Re fleeing to tax sheltered accounts to preserve assets from the storm of taxes and stagflation, seems that's what "they" might like to see, since it appears "their" next goal will be to nationalize those tax sheltered IRAs and 401k's --- see:
http://www.humanevents.com/article.php?id=36823
I don't really understand how this administration can keep saying things are getting better and that the recession is ending when nobody in this economy yet feels any relief.
Job creation in the private sector is what we need, am I wrong? Not false indicators of economic restoration that your average family doesn't see.
KOCHTOPUS!!!
All hail the Master.
Money Quote:
As Jimmy Carter discovered back when Obama was getting high with punk rockers at (the not cheap) Occidental College, introducing inflation into a stagnant economy doesn't necessarily produce a boom, or even a recovery.
Mr. Cavanaugh, you write "?that asset prices have, until the beginning of this year, been dropping or flat almost across the board."
Well, U.S. equities are assets, and as measured by the S&P 500, stocks returned over 26% in calendar 2009, and were up nearly 70% from the intra-day low made March 6 last year. So far this year, the S&P 500 is up 5%; more than respectable, but off last year's pace. There is a similar trajectory for commercial real estate. The Dow Jones Composite All REIT Index was up 19.9% last year, and was up 114% from the low in March 2009 through December 31. Real estate continues strong this year, up over 15% so far, but it is not running at nearly the pace of the last nine months of last year.

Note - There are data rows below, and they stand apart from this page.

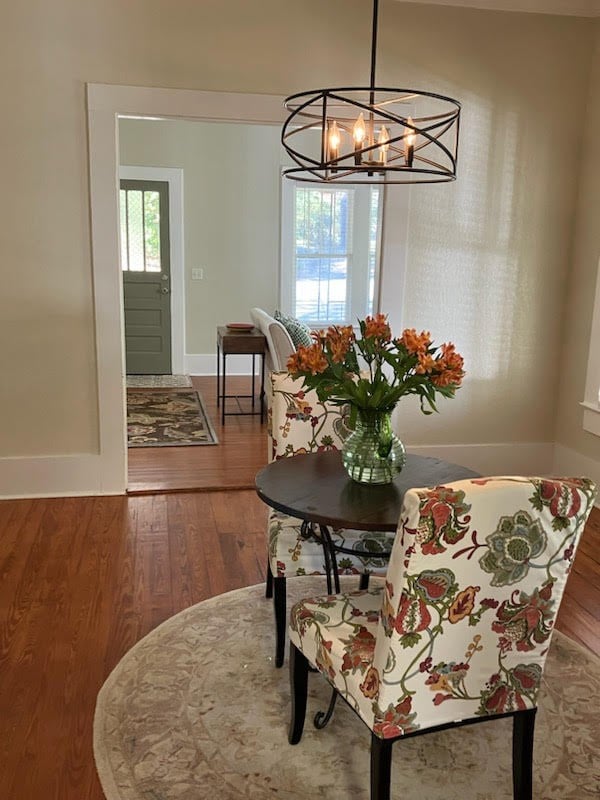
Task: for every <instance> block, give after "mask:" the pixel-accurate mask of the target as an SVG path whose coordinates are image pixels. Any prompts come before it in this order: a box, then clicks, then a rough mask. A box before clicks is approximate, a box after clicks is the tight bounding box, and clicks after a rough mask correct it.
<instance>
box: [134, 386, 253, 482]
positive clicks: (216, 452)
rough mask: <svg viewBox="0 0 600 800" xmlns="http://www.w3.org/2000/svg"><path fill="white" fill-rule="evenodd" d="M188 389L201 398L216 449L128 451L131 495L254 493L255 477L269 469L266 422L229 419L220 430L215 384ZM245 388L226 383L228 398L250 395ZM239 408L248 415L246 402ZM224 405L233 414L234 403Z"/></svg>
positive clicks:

I hope to take a back seat to no one in my criticism of the plan to make us subjects of an overbearing, technocratic state, run along Rousseauian philosophical lines by the junior league totalitarians of the abstractionist elite, but that criticism should be built on an empirical foundation.
I do taxes for a living and not a single client of mine realized a 26% gain on any equity investment in the US or elsewhere.
Not a scientific survey but that's reality for my little corner of the universe.
Stocks were up big last year. Stocks were, however, down bigger the year before. Ditto, commercial REITs. That is part of the reason for few gains taken in 2009. Keep in mind also, that individuals tend to sell at the bottom, and stay away until things have recovered to the point where they bought initially. For mutual fund investors, the paucity of capital gains distributions is explained by the losses of 2008 being carried forward to 2009 and netting out for tax purposes.
Mr. Cavanaugh's claim was that asset prices were falling or flat until the beginning of this year. That is simply untrue, no matter the capital gains experience of your clients.